Downton Abbey
Les Crawley et leur personnel intrépide se préparent à vivre l'événement le plus important de leur vie : une visite du roi et de la reine d'Angleterre. Cette venue ne tardera pas à déclencher scandales, intrigues amoureuses et manigances qui pèseront sur l'avenir même de Downton.
I. « We’ve
been expecting you »
On avait quitté la
somptueuse demeure de Downton Abbey (en vérité, celle de Highclere Castle) au
bout d’une sixième saison en se disant que l’auteur britannique Julian Fellowes,
membre de la Chambre des Lords, avait décidément bien mené sa barque. Un « period
drama » majestueux en tous points (intrigues, casting, décors…) qui
n’appelait aucun épilogue. Quel ne fut pas alors notre surprise lorsque le showrunner annonça vouloir remettre le
couvert par l’entremise de Focus Features, la branche indé de la major Universal. Un long-métrage en
forme de suite pour satisfaire l’appétit insatiable des aficionados. Une
annonce accueillie de notre côté avec une petite dose de scepticisme. C’est que
tout avait déjà été dit, raconté, surligné voire même répété dans la série. Si
bien que la pénultième saison laissait déjà poindre une certaine lassitude.
II. Branle-bas
de combat
Et puis vint l’annonce du
synopsis. Une idée somme toute royale qui méritait bien d’être mise en scène
avec panache, que ce soit pour la petite lucarne ou le grand écran. Finalement,
ce sera dans les salles obscures. Nous sommes en 1927. De l’eau est passée sous
les ponts depuis le mariage d’Edith.

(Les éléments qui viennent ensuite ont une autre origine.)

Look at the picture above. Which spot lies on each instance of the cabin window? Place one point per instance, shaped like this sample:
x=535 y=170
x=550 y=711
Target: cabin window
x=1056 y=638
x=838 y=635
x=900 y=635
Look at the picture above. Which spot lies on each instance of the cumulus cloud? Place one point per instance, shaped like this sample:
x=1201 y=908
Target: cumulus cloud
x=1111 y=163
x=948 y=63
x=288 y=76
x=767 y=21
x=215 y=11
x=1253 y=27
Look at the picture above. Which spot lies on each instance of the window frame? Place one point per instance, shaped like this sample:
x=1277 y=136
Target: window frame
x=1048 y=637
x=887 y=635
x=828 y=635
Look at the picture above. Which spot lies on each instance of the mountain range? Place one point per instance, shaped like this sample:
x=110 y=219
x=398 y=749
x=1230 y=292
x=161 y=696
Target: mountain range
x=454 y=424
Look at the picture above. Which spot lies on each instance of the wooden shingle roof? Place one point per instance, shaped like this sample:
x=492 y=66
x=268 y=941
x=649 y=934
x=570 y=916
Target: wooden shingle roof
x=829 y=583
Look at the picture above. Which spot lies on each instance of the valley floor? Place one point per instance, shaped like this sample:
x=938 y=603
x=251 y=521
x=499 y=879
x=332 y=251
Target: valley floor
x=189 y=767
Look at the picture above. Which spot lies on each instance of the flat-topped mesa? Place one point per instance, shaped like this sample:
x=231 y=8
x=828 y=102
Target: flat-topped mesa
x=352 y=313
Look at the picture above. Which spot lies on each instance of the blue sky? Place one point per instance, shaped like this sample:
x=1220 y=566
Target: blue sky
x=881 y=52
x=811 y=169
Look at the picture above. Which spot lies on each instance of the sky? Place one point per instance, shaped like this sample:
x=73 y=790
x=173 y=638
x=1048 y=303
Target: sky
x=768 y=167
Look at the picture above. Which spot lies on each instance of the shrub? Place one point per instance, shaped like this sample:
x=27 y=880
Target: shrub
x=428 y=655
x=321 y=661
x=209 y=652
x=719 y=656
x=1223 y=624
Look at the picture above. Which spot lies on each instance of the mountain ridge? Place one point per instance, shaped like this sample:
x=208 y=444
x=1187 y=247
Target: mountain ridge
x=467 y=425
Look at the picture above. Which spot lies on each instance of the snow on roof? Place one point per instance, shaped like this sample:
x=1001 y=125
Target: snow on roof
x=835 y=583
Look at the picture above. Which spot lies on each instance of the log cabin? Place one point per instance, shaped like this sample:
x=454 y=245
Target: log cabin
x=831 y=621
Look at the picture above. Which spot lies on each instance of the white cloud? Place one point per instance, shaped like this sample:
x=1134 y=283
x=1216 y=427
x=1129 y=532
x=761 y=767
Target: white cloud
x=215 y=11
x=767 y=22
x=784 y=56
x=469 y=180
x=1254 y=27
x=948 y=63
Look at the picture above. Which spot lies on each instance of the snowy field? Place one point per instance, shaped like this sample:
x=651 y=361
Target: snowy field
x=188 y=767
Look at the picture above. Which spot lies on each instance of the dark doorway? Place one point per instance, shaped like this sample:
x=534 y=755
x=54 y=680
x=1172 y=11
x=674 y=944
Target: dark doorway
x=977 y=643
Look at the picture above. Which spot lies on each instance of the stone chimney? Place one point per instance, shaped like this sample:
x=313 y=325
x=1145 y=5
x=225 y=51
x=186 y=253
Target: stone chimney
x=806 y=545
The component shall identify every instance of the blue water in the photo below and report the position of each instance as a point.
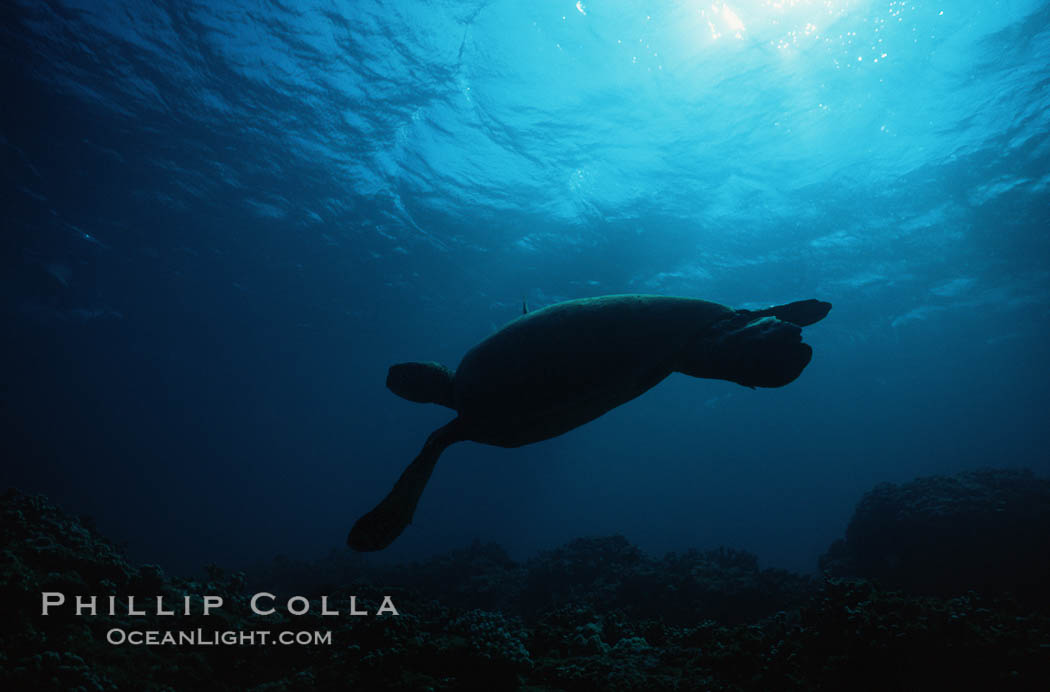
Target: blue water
(224, 221)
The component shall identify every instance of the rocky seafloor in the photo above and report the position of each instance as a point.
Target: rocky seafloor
(939, 584)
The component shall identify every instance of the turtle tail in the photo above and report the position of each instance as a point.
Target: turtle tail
(379, 527)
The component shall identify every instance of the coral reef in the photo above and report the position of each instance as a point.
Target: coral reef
(595, 614)
(986, 529)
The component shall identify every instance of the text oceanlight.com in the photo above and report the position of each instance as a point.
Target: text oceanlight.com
(200, 636)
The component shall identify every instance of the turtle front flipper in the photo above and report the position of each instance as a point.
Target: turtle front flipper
(422, 382)
(379, 527)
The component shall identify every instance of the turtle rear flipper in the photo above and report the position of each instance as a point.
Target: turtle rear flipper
(379, 527)
(422, 382)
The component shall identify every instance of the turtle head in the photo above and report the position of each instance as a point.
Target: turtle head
(764, 352)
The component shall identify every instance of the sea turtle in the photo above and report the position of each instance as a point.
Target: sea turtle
(554, 369)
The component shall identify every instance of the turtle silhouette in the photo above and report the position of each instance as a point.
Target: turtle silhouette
(555, 369)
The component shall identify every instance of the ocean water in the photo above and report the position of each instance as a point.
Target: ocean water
(224, 221)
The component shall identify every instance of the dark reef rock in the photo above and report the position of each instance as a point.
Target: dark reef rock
(595, 614)
(987, 529)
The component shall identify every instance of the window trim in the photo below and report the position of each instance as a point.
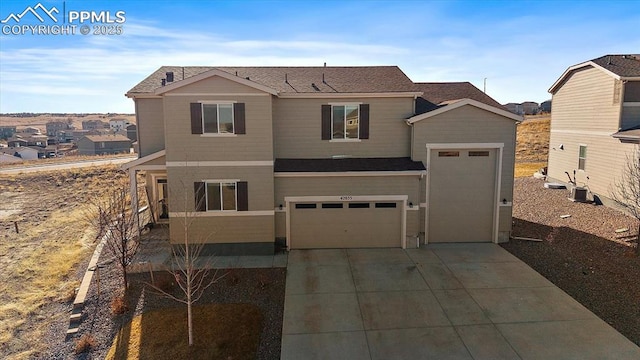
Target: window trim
(221, 181)
(581, 158)
(218, 103)
(344, 122)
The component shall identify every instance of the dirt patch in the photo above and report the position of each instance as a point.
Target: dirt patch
(39, 264)
(582, 254)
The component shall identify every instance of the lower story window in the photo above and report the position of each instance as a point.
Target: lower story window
(582, 157)
(221, 196)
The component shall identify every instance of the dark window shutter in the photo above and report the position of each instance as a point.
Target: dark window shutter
(200, 201)
(326, 122)
(238, 118)
(243, 196)
(364, 121)
(196, 118)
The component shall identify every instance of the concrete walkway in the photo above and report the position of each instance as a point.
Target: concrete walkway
(448, 301)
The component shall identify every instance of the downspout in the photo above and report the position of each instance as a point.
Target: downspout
(624, 82)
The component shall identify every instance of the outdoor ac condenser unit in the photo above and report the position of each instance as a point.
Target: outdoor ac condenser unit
(578, 194)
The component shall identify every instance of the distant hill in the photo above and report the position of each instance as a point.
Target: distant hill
(39, 120)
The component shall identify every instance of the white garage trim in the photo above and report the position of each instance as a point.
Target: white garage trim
(455, 146)
(348, 198)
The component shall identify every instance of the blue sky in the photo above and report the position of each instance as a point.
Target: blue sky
(520, 47)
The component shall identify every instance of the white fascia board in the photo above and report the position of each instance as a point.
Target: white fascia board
(349, 95)
(142, 160)
(142, 96)
(462, 103)
(211, 73)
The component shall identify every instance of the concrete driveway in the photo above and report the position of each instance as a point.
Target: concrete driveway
(445, 301)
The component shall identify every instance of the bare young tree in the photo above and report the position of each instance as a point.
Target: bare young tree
(626, 192)
(192, 272)
(116, 223)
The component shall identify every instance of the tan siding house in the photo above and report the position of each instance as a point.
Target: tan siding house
(595, 122)
(261, 158)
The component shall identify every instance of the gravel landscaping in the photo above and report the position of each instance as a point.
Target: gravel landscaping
(261, 287)
(582, 254)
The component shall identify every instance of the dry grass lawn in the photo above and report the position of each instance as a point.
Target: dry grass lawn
(38, 265)
(221, 331)
(532, 145)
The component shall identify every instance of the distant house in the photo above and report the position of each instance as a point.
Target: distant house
(16, 141)
(104, 144)
(132, 132)
(116, 125)
(530, 107)
(28, 153)
(595, 122)
(515, 108)
(7, 131)
(94, 125)
(30, 130)
(9, 159)
(53, 127)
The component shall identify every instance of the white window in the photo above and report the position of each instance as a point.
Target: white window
(582, 157)
(217, 118)
(221, 196)
(344, 121)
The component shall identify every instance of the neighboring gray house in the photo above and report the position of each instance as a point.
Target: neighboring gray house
(53, 127)
(7, 131)
(595, 121)
(322, 157)
(515, 108)
(104, 144)
(94, 125)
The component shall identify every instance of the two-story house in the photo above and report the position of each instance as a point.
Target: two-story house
(322, 157)
(595, 122)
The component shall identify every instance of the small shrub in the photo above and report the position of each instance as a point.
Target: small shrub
(164, 282)
(85, 343)
(119, 305)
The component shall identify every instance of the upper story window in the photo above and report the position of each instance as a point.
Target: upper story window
(221, 195)
(221, 118)
(582, 157)
(217, 118)
(345, 121)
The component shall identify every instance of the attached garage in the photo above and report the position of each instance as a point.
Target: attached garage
(462, 187)
(332, 222)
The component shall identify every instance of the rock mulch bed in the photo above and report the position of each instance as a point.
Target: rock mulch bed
(582, 254)
(261, 287)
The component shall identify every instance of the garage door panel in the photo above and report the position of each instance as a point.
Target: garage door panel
(345, 227)
(462, 196)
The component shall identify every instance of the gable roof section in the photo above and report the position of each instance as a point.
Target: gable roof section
(464, 102)
(347, 165)
(630, 135)
(435, 94)
(621, 67)
(288, 80)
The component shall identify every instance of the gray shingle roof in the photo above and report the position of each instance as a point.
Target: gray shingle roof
(356, 79)
(347, 164)
(439, 93)
(622, 65)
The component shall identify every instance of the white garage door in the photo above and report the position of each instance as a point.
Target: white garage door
(362, 224)
(462, 185)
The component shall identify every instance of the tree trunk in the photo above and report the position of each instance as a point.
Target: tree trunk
(638, 240)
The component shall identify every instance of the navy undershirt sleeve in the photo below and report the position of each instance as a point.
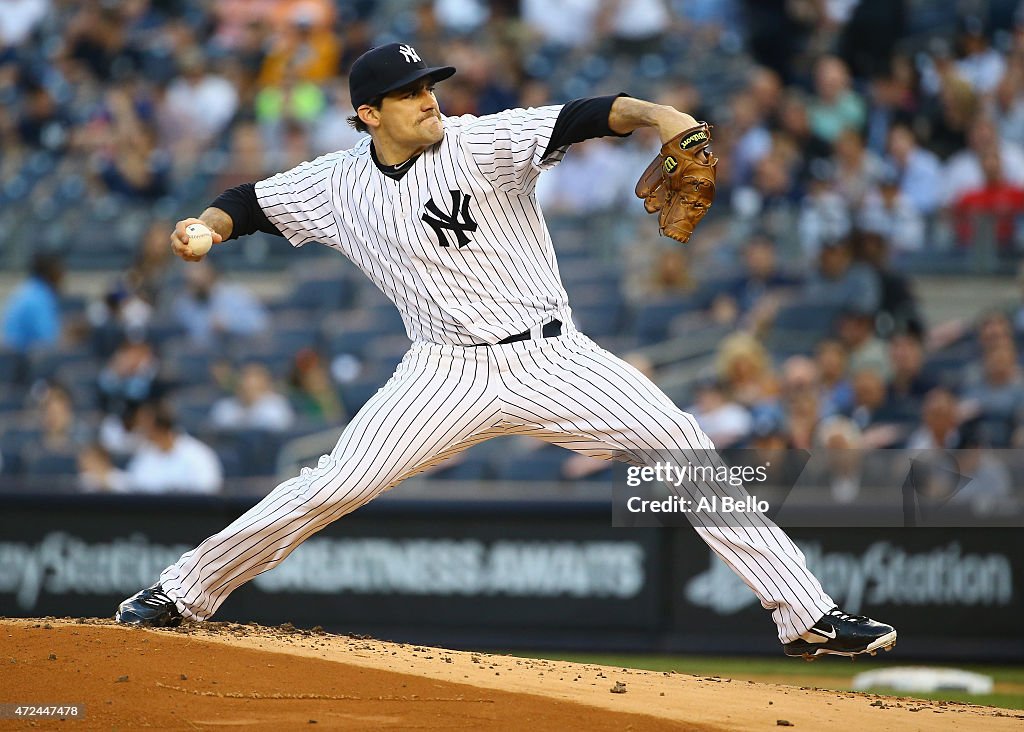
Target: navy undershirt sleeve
(583, 120)
(241, 204)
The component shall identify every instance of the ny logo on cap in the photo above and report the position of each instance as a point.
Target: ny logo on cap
(409, 53)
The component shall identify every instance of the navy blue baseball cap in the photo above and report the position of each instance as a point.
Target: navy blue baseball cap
(385, 69)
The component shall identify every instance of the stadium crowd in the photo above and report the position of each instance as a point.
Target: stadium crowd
(861, 142)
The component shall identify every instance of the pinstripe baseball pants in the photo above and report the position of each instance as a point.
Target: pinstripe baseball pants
(444, 398)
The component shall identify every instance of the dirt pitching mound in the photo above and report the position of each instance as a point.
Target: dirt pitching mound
(252, 677)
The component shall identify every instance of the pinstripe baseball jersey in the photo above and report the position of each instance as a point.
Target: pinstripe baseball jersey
(459, 243)
(456, 239)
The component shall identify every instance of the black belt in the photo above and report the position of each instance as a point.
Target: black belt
(552, 329)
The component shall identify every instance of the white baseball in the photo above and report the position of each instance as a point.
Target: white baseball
(200, 239)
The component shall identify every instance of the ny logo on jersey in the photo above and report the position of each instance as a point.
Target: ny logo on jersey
(459, 221)
(409, 53)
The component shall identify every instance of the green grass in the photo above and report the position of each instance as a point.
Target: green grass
(825, 673)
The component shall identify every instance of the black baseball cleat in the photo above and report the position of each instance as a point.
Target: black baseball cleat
(148, 607)
(841, 634)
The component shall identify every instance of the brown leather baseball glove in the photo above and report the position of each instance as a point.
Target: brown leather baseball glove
(680, 182)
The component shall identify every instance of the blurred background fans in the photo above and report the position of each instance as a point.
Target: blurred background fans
(859, 262)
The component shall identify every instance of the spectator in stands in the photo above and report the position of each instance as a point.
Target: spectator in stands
(42, 123)
(755, 294)
(1008, 102)
(767, 201)
(994, 209)
(255, 404)
(156, 271)
(802, 400)
(32, 313)
(19, 20)
(562, 26)
(743, 368)
(182, 131)
(824, 214)
(211, 308)
(919, 170)
(939, 419)
(753, 138)
(312, 390)
(844, 443)
(871, 412)
(897, 304)
(841, 283)
(797, 131)
(170, 461)
(998, 394)
(118, 314)
(887, 213)
(61, 428)
(130, 377)
(908, 382)
(989, 485)
(857, 169)
(837, 105)
(723, 419)
(97, 473)
(303, 48)
(865, 349)
(980, 65)
(837, 392)
(966, 172)
(994, 329)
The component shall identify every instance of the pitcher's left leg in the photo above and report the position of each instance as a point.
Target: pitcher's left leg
(582, 397)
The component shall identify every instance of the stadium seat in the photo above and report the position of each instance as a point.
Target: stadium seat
(809, 317)
(543, 464)
(46, 463)
(651, 319)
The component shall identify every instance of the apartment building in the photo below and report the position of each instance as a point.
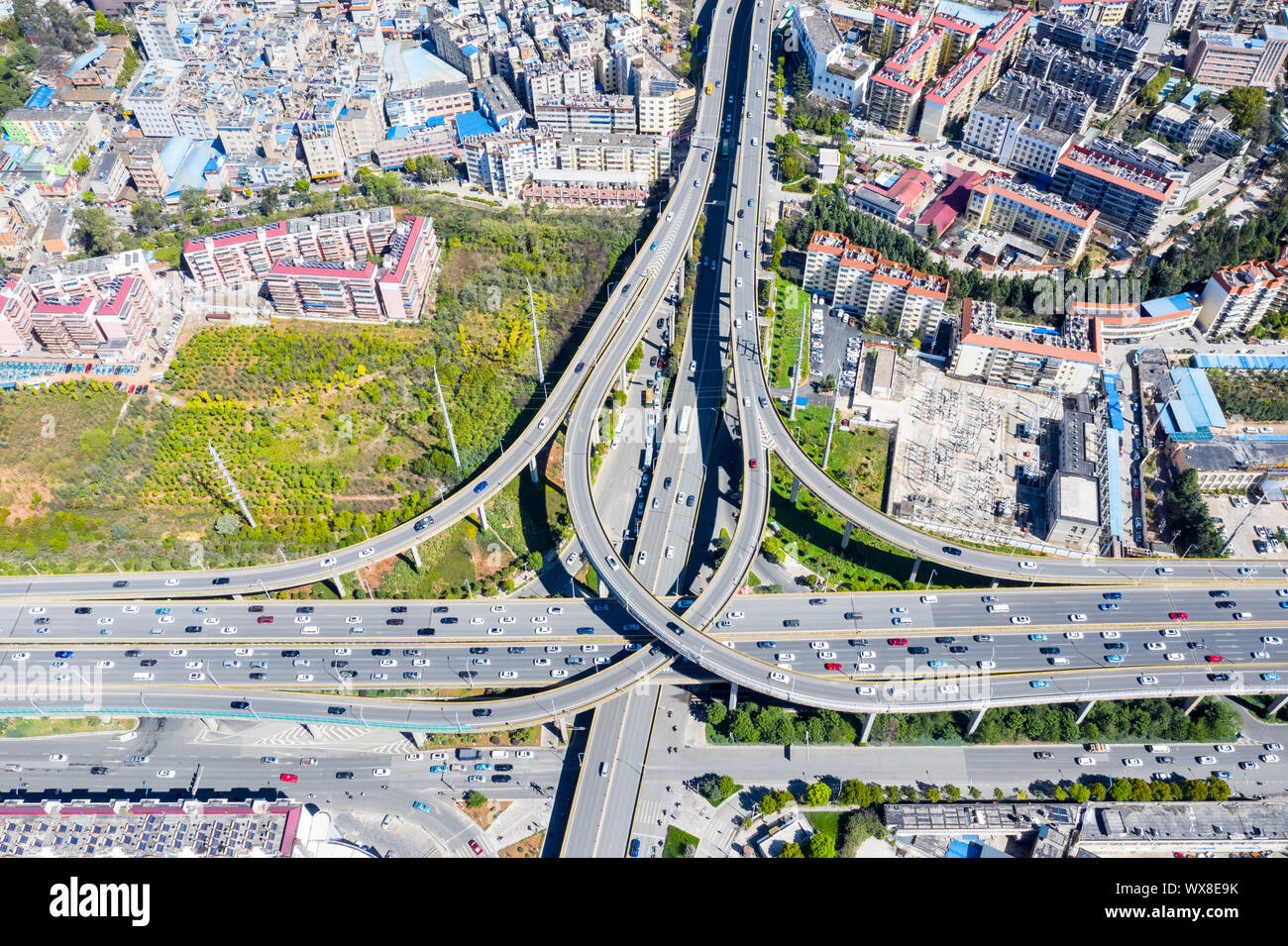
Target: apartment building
(1041, 218)
(861, 279)
(1021, 356)
(1014, 139)
(1236, 297)
(1129, 189)
(1229, 60)
(241, 257)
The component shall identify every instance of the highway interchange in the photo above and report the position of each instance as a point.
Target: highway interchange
(151, 644)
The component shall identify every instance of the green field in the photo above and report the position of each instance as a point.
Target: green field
(791, 305)
(333, 431)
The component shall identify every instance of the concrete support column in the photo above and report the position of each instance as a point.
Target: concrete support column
(867, 727)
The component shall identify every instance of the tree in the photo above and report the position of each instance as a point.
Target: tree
(816, 794)
(147, 216)
(1244, 106)
(822, 845)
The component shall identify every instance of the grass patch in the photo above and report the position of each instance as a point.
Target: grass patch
(20, 727)
(825, 821)
(678, 842)
(791, 305)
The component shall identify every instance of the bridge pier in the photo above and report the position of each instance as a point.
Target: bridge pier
(1083, 708)
(867, 727)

Alors que le comte de Grantham et son
épouse ont dû réduire le nombre des domestiques et que Mary et Henry ont décidé
de quitter la splendide demeure, toute la maisonnée apprend l’arrivée du roi
George V et de la Reine Mary. Autrement dit, c’est le branle-bas de combat. Sauf
que le personnel de Downton est prié de faire un pas de côté. L’entourage privé
de la couronne prend le relais non sans dédain. Les domestiques décident alors
de se rebeller tandis que Mary fait appel au fraîchement retraité Carson, lui qui
a tant de fois sauvé le domaine dans le passé.
III. Du
petit au grand écran
A la question de savoir
si Julian Fellowes est parvenu à se défaire du format sériel, la réponse est…
non ! Certes, le scénariste a bâti son scénario sur une trame principale
alléchante : la venue du monarque. Un fil rouge prétexte à une enfilade de
sous-intrigues plus ou moins passionnantes censées faire exister la vingtaine
(!) de personnages à l’écran. En cela, le long-métrage s’adresse uniquement aux
fans de la première heure. Les autres resteront sur le banc de touche car ils
ne biteront rien aux nombreuses références attachées aux backgrounds des
protagonistes. Ainsi, le film a les défauts de ses qualités. La multiplication
des intrigues permet à chaque acteur d’avoir de la matière substantielle à
défendre devant la caméra, chaque personnage ayant son moment de gloire. A
contrario, le récit s’avère beaucoup trop mécanique, faisant de chaque
situation un pseudo événement, parfois surjoué.
IV. Démesure
narrative
L’écriture, bien trop
apparente, empêche donc le spectateur de s’immerger complètement.
Rebondissements factices et retournements de situation hasardeux voire
capillotractés viennent nous assommer sans que nous nous en rendions compte.
Cela émis, cette démesure narrative permet à cette fiction de filer à bride
abattue vers un dénouement qui caresse les fans dans le sens du poil. On ne
s’ennuie jamais, bousculé ici par une émotion soudaine, riant à gorge déployée
là, grâce à un humour généreux. On vous sert en prime des dialogues aux petits
oignons prononcés par des comédiens délectables. Les saillies caustiques de la
Comtesse Violet Crawley (adorable Maggie Smith qui fait son miel de chaque punchline) sont toujours aussi
savoureuses tandis qu’on apprécie les errances de l’ingénu valet de pied
Molesley, incarné avec brio par Kevin Doyle.
V. Des
paillettes dans la vie de l’aficionado
Téléfilm de luxe aux
ambitions cinématographiques proches du néant (mise en scène anecdotique s’appuyant
lourdement sur sa débauche de moyens) mais au rythme soutenu, « Downton
Abbey » doit se voir comme un double-épisode au caractère quelque peu
exceptionnel dû à son mode de distribution inédit. Une sorte de « Christmas
Special »… en automne… au cinéma. In fine, si vous êtes un mordu de la
série, n’hésitez pas, foncez fissa chez votre exploitant de salles préféré car ce
métrage risque bien de mettre des paillettes dans votre vie.